Your Multi-Agent System Isn't Failing Because of the AI
Sandipan Bhaumik (LinkedIn), Data & AI Tech Lead at Databricks, opened with an anecdote that set the tone for the whole talk. A single credit-scoring agent ran for two weeks in production without issues. The team added four more agents. Within days, 20% of risk ratings were wrong -- not because the LLM was hallucinating, but because a caching layer between agents wasn't invalidating correctly. A classic distributed systems race condition on stale data.
"They think adding more agents is just like adding more features. It's not. It's building a distributed system."
His argument: when multi-agent systems break, teams blame the model or the prompts. Almost every time, Bhaumik says, it's the architecture.
The Coordination Complexity Problem
Sandipan points out that going from one agent to five doesn't create five times the complexity.
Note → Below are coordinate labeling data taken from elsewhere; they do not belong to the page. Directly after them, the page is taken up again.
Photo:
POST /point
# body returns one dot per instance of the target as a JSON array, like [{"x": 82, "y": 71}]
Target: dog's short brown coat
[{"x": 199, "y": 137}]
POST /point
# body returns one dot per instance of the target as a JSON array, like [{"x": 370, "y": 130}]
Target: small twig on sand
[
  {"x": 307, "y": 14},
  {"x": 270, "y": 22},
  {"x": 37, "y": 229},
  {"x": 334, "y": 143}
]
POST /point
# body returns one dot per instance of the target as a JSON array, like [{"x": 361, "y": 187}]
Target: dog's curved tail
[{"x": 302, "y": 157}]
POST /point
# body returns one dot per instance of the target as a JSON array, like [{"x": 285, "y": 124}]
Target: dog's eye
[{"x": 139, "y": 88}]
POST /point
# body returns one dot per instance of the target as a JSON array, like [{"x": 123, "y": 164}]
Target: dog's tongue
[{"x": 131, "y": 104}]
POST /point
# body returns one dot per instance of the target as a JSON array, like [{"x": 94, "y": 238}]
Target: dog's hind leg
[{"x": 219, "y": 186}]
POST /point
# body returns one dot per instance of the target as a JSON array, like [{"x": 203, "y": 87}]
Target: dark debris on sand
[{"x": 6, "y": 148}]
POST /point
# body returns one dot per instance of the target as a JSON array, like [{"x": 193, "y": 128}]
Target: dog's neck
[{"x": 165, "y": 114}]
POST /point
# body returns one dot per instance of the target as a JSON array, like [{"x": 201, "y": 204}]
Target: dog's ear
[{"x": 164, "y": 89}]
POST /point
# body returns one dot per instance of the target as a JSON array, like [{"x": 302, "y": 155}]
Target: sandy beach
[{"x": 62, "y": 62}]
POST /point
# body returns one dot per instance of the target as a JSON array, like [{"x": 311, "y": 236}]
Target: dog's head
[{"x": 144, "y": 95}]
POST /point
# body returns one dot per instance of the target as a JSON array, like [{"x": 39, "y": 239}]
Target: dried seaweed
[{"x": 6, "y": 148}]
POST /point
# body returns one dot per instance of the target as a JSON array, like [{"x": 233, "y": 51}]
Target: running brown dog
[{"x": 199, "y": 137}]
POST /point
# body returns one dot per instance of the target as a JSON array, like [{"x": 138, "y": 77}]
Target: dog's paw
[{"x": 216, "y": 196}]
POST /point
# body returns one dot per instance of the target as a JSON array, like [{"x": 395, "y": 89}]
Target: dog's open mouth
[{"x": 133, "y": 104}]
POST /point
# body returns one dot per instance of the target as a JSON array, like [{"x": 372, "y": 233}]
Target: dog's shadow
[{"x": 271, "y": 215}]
Five agents have at least ten potential coordination points -- each one a failure surface. The math is straightforward (pairwise connections), but teams consistently underestimate it because adding an agent feels like adding a feature.
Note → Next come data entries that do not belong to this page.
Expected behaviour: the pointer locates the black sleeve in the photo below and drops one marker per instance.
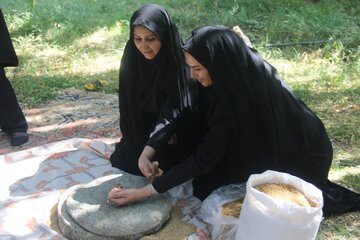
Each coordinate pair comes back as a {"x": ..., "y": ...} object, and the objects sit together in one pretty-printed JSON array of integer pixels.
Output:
[{"x": 212, "y": 148}]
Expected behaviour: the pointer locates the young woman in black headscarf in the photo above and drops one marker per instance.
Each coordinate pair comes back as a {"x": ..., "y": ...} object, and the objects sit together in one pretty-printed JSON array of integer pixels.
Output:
[
  {"x": 153, "y": 82},
  {"x": 250, "y": 121},
  {"x": 12, "y": 120}
]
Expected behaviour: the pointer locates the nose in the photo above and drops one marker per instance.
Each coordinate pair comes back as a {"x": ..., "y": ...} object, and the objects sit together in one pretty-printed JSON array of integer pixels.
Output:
[{"x": 144, "y": 45}]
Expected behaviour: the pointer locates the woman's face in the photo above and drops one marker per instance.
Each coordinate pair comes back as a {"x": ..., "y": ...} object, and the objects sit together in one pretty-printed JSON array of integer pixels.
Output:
[
  {"x": 146, "y": 42},
  {"x": 198, "y": 71}
]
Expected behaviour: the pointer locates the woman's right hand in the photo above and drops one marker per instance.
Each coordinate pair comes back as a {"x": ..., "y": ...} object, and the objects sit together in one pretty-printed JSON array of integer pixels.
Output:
[
  {"x": 145, "y": 166},
  {"x": 148, "y": 169}
]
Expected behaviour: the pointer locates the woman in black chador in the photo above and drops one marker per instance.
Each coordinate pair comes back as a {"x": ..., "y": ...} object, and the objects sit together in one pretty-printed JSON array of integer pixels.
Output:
[
  {"x": 152, "y": 78},
  {"x": 12, "y": 120},
  {"x": 249, "y": 122}
]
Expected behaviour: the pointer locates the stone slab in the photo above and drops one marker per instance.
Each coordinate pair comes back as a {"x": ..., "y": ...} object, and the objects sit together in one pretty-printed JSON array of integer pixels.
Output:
[
  {"x": 87, "y": 205},
  {"x": 68, "y": 227}
]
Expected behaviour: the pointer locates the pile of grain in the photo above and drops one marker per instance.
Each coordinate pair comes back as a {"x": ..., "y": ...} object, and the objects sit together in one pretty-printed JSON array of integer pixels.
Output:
[
  {"x": 286, "y": 193},
  {"x": 232, "y": 208}
]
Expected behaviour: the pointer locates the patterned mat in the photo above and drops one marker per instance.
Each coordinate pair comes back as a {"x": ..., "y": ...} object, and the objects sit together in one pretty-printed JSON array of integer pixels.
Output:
[
  {"x": 74, "y": 113},
  {"x": 71, "y": 139}
]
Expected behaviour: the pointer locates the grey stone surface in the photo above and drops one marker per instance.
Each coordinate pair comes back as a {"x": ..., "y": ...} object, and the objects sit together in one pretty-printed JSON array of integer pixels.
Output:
[
  {"x": 71, "y": 229},
  {"x": 87, "y": 206}
]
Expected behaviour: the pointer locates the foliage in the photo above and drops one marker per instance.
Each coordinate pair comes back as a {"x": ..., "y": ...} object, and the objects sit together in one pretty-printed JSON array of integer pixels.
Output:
[{"x": 67, "y": 43}]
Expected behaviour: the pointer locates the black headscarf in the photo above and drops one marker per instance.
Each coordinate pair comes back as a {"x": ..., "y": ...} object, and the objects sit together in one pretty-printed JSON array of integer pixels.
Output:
[
  {"x": 145, "y": 84},
  {"x": 7, "y": 53},
  {"x": 271, "y": 121}
]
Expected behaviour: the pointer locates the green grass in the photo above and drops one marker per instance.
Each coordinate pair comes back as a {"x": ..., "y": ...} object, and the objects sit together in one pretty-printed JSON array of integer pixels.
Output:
[{"x": 66, "y": 43}]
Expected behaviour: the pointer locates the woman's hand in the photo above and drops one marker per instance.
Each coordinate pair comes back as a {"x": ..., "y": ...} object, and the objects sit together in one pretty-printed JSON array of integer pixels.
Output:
[
  {"x": 120, "y": 196},
  {"x": 148, "y": 168}
]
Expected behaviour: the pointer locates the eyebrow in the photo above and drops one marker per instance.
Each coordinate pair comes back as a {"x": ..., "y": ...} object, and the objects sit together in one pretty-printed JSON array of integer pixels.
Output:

The fix, he argues, isn't better AI. It's applying decades of distributed systems engineering to a problem space that's pretending those lessons don't exist.
"This is no longer an AI problem. This is a distributed system problem."
Choreography vs. Orchestration
Sandipan breaks agent coordination into two patterns, and argues most teams pick one instinctively and regret it.
Choreography is event-driven and decentralized. Agents publish events to a message bus when they finish work; downstream agents subscribe to the event types they care about. It scales well and makes adding new agents easy. The downside: debugging is brutal without strong observability. You can't trace which agent failed to publish, whether events were consumed, or whether they were consumed twice.
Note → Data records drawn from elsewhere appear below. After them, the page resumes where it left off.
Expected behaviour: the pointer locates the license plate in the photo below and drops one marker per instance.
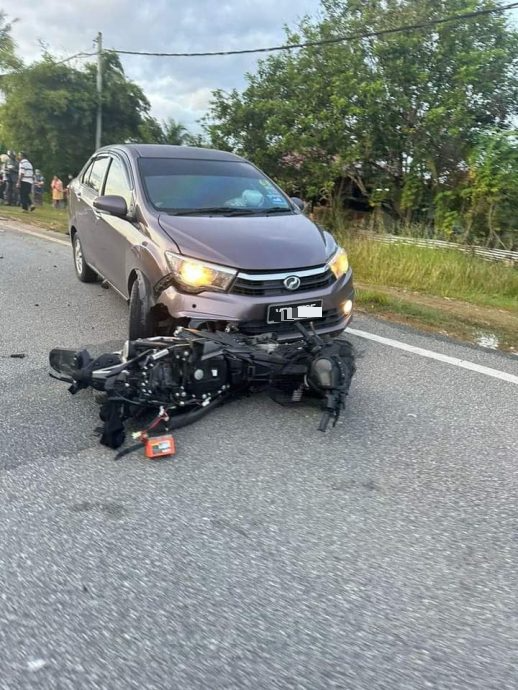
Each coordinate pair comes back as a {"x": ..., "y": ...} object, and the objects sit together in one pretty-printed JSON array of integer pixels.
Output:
[{"x": 277, "y": 313}]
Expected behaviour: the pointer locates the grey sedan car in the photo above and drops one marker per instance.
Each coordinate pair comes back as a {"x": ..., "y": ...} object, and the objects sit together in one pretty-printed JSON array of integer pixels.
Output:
[{"x": 199, "y": 237}]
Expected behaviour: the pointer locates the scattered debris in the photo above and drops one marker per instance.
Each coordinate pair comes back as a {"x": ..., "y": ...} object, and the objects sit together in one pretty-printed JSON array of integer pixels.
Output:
[{"x": 36, "y": 665}]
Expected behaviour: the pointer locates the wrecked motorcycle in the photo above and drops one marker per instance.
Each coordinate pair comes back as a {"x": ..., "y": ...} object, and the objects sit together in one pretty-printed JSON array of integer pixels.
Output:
[{"x": 181, "y": 378}]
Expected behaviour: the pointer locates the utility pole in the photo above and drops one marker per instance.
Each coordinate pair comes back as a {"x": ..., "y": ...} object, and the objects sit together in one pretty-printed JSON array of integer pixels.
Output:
[{"x": 98, "y": 131}]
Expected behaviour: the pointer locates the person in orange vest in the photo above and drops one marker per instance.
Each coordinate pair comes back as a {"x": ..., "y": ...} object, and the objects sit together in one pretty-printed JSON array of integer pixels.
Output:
[{"x": 57, "y": 192}]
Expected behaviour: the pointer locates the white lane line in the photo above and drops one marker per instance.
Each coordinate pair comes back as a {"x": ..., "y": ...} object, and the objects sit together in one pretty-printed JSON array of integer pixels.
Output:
[
  {"x": 41, "y": 235},
  {"x": 455, "y": 361}
]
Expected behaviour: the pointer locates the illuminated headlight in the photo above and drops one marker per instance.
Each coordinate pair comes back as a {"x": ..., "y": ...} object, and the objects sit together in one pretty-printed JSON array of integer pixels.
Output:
[
  {"x": 339, "y": 263},
  {"x": 195, "y": 276}
]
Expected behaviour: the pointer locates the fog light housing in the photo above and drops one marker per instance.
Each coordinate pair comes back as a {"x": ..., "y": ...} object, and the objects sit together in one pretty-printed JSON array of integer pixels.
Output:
[{"x": 347, "y": 307}]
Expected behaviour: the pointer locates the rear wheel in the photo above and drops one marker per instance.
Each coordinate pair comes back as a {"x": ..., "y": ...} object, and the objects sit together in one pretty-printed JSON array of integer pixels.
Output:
[
  {"x": 84, "y": 272},
  {"x": 141, "y": 321}
]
Orchestration is centralized. A workflow orchestrator calls each agent directly, manages parallelism, tracks the full execution graph, handles retries, and logs every step. Agents are deliberately simple -- they take input, do work, return output. He says financial services uses orchestration almost exclusively because rollback capability and auditability matter more than agent autonomy.

His decision framework maps workflow complexity against autonomy requirements across four quadrants.

Simple workflow with high autonomy needs points to choreography. Complex workflow with low autonomy tolerance points to orchestration. Complex workflow with high autonomy needs points to hybrid patterns -- choreography with saga patterns for compensation.
"I've seen teams choose choreography because it feels more agentic, more autonomous. Then they spend months firefighting because they can't debug distributed event flows."
Immutable State Over Shared Mutable State
The anti-pattern Sandipan flags most often: shared mutable state where multiple agents read and write the same database records concurrently. Even with modern database protections, teams use default isolation levels, skip explicit locks, and ship race conditions to production.
His recommended pattern is immutable state snapshots with versioning. Each agent produces a sealed, immutable state version -- append-only inserts, never updates. At each handoff, the receiving agent validates the schema against a data contract before processing. If an agent fails, you roll back to the previous version. For debugging, you replay state evolution from version 1 through version N.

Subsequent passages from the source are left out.